A regular feature of the jazz calendar are the flurries of carping comments that swirl around the internet like returning swallows as the major international festivals announce their headliners – inevitably to have those headliners derided for not possessing sufficiently echt jazz credentials to satisfy sectors of the community. One can sympathise to an extent – jazz music is a deep and complex art form requiring a lifetime’s devotion, and it can indeed appear galling when a pop star suddenly adopts its idiom, seemingly as casually as changing a stage costume, and is instantly elevated to the top of the bill above truly dedicated practitioners of the art. Jazz, however you define it, does mean to many people a musical form that is qualitatively different from other genres, and which requires its own delineated space, away from the supposed vulgarities of the mainstream, in which to flourish. You can’t argue with people for liking what they like, of course.
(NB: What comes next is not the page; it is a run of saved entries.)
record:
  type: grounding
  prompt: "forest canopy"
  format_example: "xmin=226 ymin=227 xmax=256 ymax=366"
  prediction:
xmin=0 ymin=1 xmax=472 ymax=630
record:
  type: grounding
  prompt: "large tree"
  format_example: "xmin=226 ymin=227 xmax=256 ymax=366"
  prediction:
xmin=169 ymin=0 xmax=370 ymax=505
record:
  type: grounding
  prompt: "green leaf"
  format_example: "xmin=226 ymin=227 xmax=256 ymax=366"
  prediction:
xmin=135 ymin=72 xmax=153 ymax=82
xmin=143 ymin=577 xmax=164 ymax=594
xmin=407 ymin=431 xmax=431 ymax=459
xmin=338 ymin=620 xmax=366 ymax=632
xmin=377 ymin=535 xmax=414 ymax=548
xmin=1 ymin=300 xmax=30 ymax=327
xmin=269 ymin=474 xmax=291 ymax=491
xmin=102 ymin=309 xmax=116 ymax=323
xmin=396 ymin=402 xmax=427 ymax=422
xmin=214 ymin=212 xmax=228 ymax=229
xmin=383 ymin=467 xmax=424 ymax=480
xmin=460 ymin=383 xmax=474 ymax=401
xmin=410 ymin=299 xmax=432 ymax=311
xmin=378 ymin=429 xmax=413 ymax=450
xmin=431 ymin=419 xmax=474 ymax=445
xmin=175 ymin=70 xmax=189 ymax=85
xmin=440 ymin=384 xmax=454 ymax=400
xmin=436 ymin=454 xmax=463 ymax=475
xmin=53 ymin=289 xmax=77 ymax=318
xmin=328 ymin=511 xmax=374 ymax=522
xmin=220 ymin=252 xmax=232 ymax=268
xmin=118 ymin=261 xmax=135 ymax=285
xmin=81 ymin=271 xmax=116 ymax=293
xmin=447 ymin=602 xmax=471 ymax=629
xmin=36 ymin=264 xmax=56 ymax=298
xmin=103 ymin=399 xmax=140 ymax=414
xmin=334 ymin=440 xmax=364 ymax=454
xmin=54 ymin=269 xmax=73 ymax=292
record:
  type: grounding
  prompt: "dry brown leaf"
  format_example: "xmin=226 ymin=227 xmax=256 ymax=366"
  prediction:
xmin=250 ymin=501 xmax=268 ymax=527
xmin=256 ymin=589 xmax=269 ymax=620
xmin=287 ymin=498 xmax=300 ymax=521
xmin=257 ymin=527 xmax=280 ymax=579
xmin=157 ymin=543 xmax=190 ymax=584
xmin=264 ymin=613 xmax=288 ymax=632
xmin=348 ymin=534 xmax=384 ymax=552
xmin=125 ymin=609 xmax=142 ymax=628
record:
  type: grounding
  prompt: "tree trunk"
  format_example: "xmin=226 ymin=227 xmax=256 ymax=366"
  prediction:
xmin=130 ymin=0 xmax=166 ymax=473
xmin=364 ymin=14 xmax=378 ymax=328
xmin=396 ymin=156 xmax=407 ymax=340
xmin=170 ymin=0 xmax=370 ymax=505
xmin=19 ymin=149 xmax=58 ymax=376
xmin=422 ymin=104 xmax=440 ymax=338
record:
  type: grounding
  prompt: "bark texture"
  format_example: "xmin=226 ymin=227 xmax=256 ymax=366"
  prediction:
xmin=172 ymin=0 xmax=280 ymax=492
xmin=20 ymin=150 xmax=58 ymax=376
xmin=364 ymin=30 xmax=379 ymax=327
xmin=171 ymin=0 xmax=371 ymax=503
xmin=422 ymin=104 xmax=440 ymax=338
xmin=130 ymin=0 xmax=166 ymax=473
Yet it is also true that the Great American Songbook has its origins in commercial ditties that were created as part of popular musical theatre productions and meant for ordinary people to enjoy, and the founding figures of jazz were equally concerned with making music that would be popular, so that regular people could listen and even dance to it. It seems unnecessarily self-limiting to see music as a zero-sum game, where the success of one artist, one scene or one genre must be at the cost of all the others. Jazz can be unfairly stereotyped as inward-looking, elitist and obsessed with its own self-defined history – surely the path towards the future lies in preserving its heritage while embracing the forward motion towards a diversity that surely encapsulates its free-thinking, untrammelled spirit.